An engineering professor at University of Rochester in New York has developed new medical optics that provide diagnostic images under the skin’s surface. Jannick Rolland discussed the technology on Saturday at the 2011 annual meeting of the American Association for the Advancement of Science in Washington, D.C..
Rolland’s technology aims to detect and examine skin lesions to determine whether they are benign or cancerous without having to cut the suspected tumor out of the skin and analyze it in the lab. Instead, the tip of a cylindrical probe (prototype pictured right) is placed in contact with the tissue. The foot-long probe produces high-resolution and three-dimensional images of what lies below the surface, usually in a few seconds.

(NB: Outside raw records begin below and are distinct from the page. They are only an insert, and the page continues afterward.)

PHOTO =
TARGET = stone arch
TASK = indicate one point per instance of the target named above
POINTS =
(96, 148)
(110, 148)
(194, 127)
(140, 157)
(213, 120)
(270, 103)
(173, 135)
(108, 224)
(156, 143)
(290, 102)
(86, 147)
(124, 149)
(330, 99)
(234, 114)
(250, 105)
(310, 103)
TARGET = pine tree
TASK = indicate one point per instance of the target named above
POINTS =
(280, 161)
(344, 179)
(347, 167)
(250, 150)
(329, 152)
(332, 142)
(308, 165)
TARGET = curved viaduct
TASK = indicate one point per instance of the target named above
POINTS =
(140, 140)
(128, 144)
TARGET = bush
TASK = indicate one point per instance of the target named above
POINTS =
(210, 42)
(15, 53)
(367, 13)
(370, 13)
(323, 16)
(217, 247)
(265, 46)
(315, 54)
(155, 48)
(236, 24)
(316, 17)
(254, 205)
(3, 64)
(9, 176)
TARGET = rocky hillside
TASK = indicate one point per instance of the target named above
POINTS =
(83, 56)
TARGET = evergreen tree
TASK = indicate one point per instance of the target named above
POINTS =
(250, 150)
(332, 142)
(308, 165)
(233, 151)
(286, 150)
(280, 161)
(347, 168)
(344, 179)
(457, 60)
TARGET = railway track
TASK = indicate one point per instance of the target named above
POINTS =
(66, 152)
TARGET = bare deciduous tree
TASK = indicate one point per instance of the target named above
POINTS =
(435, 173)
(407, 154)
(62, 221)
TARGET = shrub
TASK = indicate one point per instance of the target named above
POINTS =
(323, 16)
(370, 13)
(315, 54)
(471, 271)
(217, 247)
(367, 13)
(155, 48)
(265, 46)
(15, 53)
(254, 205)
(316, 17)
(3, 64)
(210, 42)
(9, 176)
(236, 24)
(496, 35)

The probe captures the images with a liquid lens developed by Rolland and her team for a process known as optical coherence microscopy. In a liquid lens, a small drop of water replaces the glass in a standard lens. As the electrical field around the water changes, the droplet changes its shape and therefore changes the focus of the lens.
The changing shape of the water and focus of the lens allow the device to take thousands of pictures focused at different depths below the skin’s surface. Combining these images creates a fully in-focus image of all of the tissue up to 1 millimeter deep in human skin, which includes important skin tissue structures. The use of near infrared light instead of ultrasound, eables the device to produce images at micron-scale resolution — 1 millionth of a meter — instead of a millimeter-scale (1 thousandth of a meter) resolution.
“In the future,” says Rolland, “this technology could remove significant inconvenience and expense from the process of skin lesion diagnosis.” Rolland hopes this imaging technology can for some patients replace surgical biopsies or expensive MRIs.